September is the season of the big, serious book, and 2016 is no exception. Three new historical novels have in common that they explore imprisonment, and are great adds to any fall reading pile.
Mischling, by Affinity Konar
In Mischling, by Affinity Konar (Little Brown, September 6), 12-year-old twin sisters Pearl and Stasha enter through the gates of Auschwitz, and are quickly separated from their mother and grandfather. As twins, they are collected into Josef Mengele’s zoo, for his human experiments. They are spared from the gas chambers, saved instead for such monstrous treatment that if Mischling weren’t so well researched and historically accurate, it would not be believed.
This harrowing novel is a brutal read about a despicable moment in history, and it is absolutely courageous and compelling. The story would perhaps be unendurable but for the deftness of Konar’s narration, told in alternating chapters by the two sisters: Pearl, a “sophisticated prankster” who in some other universe might have danced on the stage, and Stasha, who arrives at the concentration camp already with ideas about violence which, she writes, “had a horizon, a scent, a color.” Early on, the twins “divide the responsibilities of living” between them: Pearl will be the keeper of time and memory, taking the sad, the past, the good. Stasha will be responsible for the future and the funny, and the bad.
Konar does not spare us any of the details, from the experimental operations and the looming presence of the crematorium to the participation of a Jewish doctor in the experiments. But the writing about this thing of horror is a thing of beauty, from its simple and poetic opening lines—“We were made, once. My twin, Pearl, and me.”—to its heartrending ending. Konar manages in a novel shot through with inhumanity to find forgiveness, and even hope.
A Gentleman in Moscow, by Amor Towles
The protagonist in Armor Towles’ A Gentleman in Moscow (Viking, September 6) is put under house arrest in 1922 for writing a poem that has ruffled the feathers of Russian Bolsheviks, or for being an unrepentant aristocrat, or both.
Count Alexander Rostov has been living in deluxe accommodations at the luxurious Metropol before his arrest. His confinement finds him moved to a cramped attic with a selection of his possessions, including a quantity of hidden gold coins and more than a few books. But really, what does a gentleman need that can’t be found in a fine hotel? There is the cocktail bar and the restaurants, the ballrooms and meeting rooms, a seamstress, and even a flower shop.
Rostov is nothing if not charming and witty, and easy to warm to—and so has no shortage of company to go along with his good food and fine wine. He befriends people from all over the world. He has a love affair with a famous actress. He even does a stint as head waiter at the hotel’s restaurant, and keeps a small hand in the tumultuous Russian politics.
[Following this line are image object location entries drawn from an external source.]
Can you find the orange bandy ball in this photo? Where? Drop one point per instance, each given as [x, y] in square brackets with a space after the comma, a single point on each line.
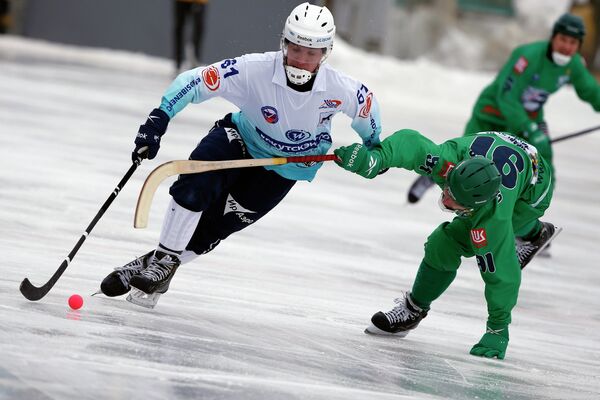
[75, 302]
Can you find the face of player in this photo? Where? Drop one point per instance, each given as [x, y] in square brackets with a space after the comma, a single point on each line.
[303, 57]
[564, 44]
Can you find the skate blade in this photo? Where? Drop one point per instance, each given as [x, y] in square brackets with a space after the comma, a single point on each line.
[142, 299]
[373, 330]
[543, 251]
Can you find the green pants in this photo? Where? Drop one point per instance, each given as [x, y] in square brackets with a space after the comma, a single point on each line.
[451, 241]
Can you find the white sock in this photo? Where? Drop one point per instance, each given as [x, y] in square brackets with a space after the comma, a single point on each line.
[178, 227]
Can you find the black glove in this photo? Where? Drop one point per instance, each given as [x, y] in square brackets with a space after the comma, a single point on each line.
[149, 135]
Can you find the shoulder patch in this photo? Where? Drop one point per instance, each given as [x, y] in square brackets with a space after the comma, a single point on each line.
[520, 65]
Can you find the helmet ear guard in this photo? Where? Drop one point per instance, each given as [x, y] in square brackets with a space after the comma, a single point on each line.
[474, 182]
[308, 26]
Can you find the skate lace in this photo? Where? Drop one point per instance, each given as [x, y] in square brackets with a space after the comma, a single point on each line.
[160, 269]
[401, 312]
[524, 251]
[128, 270]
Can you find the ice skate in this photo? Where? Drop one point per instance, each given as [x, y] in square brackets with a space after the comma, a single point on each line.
[404, 317]
[527, 250]
[418, 188]
[117, 282]
[157, 276]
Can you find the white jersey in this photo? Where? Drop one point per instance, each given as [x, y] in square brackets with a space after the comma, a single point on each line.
[275, 120]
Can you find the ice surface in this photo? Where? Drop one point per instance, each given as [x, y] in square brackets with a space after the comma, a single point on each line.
[278, 310]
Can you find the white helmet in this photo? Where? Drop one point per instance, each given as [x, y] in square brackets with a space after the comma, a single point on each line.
[309, 26]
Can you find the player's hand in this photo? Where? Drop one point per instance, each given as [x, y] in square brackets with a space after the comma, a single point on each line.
[358, 159]
[493, 343]
[149, 135]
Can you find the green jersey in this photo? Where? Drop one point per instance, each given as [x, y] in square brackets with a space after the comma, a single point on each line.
[517, 95]
[487, 233]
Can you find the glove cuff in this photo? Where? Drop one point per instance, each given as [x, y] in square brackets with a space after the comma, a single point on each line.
[159, 120]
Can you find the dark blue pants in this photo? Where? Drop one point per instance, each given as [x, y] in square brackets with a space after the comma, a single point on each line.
[230, 199]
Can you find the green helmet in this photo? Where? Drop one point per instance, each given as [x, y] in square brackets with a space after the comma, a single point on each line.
[474, 181]
[570, 25]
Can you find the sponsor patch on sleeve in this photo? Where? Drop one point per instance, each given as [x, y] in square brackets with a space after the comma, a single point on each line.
[211, 78]
[366, 109]
[520, 65]
[446, 169]
[479, 237]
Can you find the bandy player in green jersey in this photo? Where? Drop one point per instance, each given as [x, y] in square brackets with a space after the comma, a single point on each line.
[499, 187]
[514, 101]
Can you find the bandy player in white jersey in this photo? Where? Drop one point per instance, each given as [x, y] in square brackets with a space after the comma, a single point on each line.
[287, 100]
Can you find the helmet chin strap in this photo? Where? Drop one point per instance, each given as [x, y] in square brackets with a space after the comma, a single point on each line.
[560, 59]
[460, 213]
[298, 76]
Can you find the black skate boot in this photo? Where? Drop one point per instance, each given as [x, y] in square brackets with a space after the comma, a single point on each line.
[149, 284]
[418, 188]
[117, 282]
[405, 316]
[527, 250]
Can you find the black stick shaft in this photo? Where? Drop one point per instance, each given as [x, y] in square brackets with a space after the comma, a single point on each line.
[34, 293]
[574, 134]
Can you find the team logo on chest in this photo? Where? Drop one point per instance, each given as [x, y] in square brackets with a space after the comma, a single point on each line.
[270, 114]
[296, 135]
[479, 237]
[211, 78]
[330, 103]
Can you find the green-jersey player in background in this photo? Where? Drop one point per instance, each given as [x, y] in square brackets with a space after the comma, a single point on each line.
[499, 186]
[514, 101]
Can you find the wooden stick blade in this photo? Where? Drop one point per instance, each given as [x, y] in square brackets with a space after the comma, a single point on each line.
[180, 167]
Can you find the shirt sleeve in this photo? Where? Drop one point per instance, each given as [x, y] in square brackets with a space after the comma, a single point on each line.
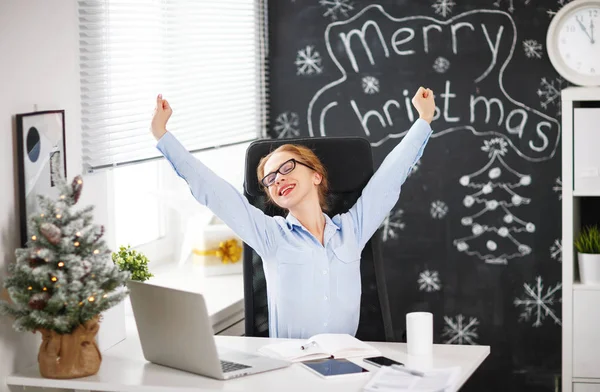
[383, 189]
[248, 222]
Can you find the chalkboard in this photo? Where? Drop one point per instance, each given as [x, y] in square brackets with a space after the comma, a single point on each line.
[475, 236]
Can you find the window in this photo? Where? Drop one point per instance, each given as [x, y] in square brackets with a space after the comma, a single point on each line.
[206, 57]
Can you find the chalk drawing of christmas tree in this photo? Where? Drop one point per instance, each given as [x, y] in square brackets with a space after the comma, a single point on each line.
[493, 198]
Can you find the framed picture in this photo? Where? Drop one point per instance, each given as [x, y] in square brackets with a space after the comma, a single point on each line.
[40, 145]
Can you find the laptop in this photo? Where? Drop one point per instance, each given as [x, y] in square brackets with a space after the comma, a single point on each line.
[175, 331]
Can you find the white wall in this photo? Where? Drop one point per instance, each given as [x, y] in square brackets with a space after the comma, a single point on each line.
[38, 66]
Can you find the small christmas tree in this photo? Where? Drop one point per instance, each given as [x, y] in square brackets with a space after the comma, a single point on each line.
[65, 276]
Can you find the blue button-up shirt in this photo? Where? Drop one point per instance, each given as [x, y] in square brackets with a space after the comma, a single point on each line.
[311, 288]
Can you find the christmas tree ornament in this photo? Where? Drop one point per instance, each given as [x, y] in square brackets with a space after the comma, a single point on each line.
[39, 301]
[51, 232]
[36, 261]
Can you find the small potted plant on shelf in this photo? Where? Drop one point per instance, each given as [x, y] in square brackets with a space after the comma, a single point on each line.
[132, 261]
[587, 244]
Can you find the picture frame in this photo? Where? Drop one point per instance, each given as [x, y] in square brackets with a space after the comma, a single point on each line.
[40, 137]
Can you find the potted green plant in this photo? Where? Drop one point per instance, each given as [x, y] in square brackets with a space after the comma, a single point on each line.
[587, 244]
[132, 261]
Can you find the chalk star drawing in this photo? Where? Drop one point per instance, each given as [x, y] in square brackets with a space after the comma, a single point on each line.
[308, 61]
[286, 125]
[441, 65]
[438, 210]
[532, 49]
[459, 332]
[443, 7]
[370, 85]
[556, 250]
[511, 4]
[536, 304]
[429, 281]
[392, 224]
[494, 186]
[337, 8]
[549, 93]
[558, 187]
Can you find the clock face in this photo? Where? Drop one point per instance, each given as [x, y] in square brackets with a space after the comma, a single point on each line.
[579, 41]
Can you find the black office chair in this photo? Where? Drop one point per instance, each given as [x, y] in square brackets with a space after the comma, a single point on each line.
[349, 165]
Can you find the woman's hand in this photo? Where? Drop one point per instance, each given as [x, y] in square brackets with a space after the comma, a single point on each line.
[162, 112]
[424, 103]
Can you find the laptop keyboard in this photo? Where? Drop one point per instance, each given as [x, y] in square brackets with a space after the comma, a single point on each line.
[232, 366]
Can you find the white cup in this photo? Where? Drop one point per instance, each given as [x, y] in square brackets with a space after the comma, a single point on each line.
[419, 333]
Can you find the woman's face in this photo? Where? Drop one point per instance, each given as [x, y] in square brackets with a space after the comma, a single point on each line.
[289, 189]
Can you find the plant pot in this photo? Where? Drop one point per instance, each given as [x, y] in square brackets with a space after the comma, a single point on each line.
[73, 355]
[589, 268]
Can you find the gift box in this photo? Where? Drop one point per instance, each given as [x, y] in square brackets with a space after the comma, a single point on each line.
[218, 250]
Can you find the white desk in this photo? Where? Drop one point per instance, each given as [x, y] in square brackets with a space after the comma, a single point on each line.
[125, 369]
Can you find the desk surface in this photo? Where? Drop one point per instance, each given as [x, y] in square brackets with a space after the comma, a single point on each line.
[125, 369]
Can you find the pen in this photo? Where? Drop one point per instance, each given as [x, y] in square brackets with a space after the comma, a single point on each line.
[409, 371]
[307, 345]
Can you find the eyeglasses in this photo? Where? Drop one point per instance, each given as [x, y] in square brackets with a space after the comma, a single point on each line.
[286, 168]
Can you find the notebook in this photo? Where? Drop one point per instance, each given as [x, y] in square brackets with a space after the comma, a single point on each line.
[320, 346]
[391, 378]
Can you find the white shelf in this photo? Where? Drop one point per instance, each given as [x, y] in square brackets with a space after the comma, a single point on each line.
[588, 287]
[586, 193]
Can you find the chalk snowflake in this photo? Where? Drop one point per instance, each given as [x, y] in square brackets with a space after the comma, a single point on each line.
[511, 4]
[438, 210]
[337, 8]
[532, 49]
[308, 61]
[414, 168]
[392, 224]
[495, 146]
[537, 304]
[286, 125]
[443, 7]
[429, 281]
[457, 331]
[370, 85]
[560, 4]
[558, 187]
[549, 93]
[441, 65]
[556, 250]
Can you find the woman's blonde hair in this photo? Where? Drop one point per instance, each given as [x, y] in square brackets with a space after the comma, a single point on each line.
[306, 156]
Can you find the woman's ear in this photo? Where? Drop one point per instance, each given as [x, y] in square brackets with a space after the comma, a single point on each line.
[317, 179]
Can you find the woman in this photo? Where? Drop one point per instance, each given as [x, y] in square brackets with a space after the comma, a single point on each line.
[311, 261]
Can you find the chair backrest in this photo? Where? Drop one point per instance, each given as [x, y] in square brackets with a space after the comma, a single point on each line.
[349, 164]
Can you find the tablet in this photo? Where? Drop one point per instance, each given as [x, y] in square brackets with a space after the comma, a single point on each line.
[331, 367]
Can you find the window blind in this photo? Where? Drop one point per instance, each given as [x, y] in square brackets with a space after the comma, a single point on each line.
[206, 57]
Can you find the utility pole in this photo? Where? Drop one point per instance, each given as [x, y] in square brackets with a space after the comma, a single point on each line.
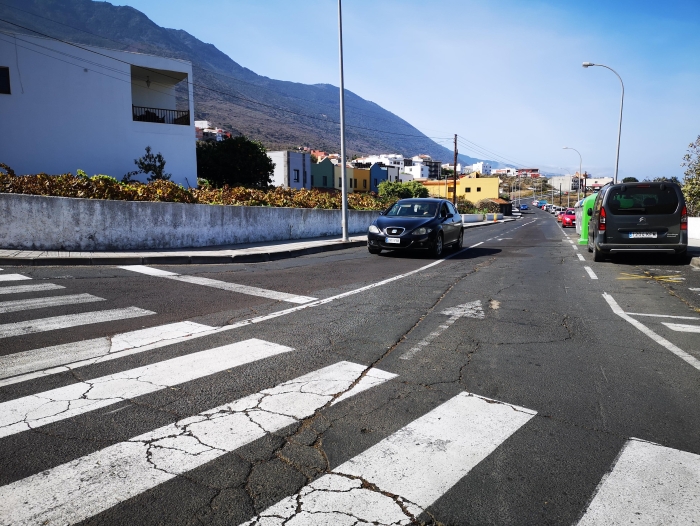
[344, 184]
[454, 177]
The formal quality of the narration takes a little getting used to at first, but the reader is easily carried along into the story by the humor and wit. It’s when a wide-eyed nine-year-old named Nina wanders into Rostov’s life, though, that A Gentleman in Moscow really comes alive. Nina, living in the hotel temporarily with her father, has already gotten the old place to cough up secrets that, for all his time there, are new to the Count. This funny friendship opens up the Count’s life, and Nina’s too. And the ending … Well, it takes the Count decades to get there, but the ending will surely make you smile.
The Underground Railroad, by Colson Whitehead
The train in Colson Whitehead’s The Underground Railroad (Doubleday, August 2) is not a metaphor for the route slaves took to freedom, but instead an actual train, with underground stations that are sometimes open, often abandoned, and always dangerous.
Whitehead’s protagonist, Cora, has the worst of slave lives on a cotton plantation in Georgia. She is a young woman just coming of age, whose mother has already fled to freedom, leaving her lone child behind. She is an outcast even among the slaves. It may be some surprise to the reader that she even hesitates when Caesar, a new slave just arrived from Virginia, suggests they take the railroad to freedom. But it is a dangerous ride.
Things go wrong from the start. Another slave joins them as they run, only to be captured and killed. Cora, in killing a young white boy, becomes not just a runaway slave but also a wanted murderer. When the runaways can’t get the train they meant to take, they take another, which takes them to a South Carolina town where blacks have the illusion of freedom, but all is not what it seems. Cora’s path toward freedom is never straight or easy. Her emotional path toward the truth about her mother’s abandonment thickens this amazing stew. And through the fiction of an actually underground railroad, Whitehead brings to life the real experience of what it meant to long for freedom.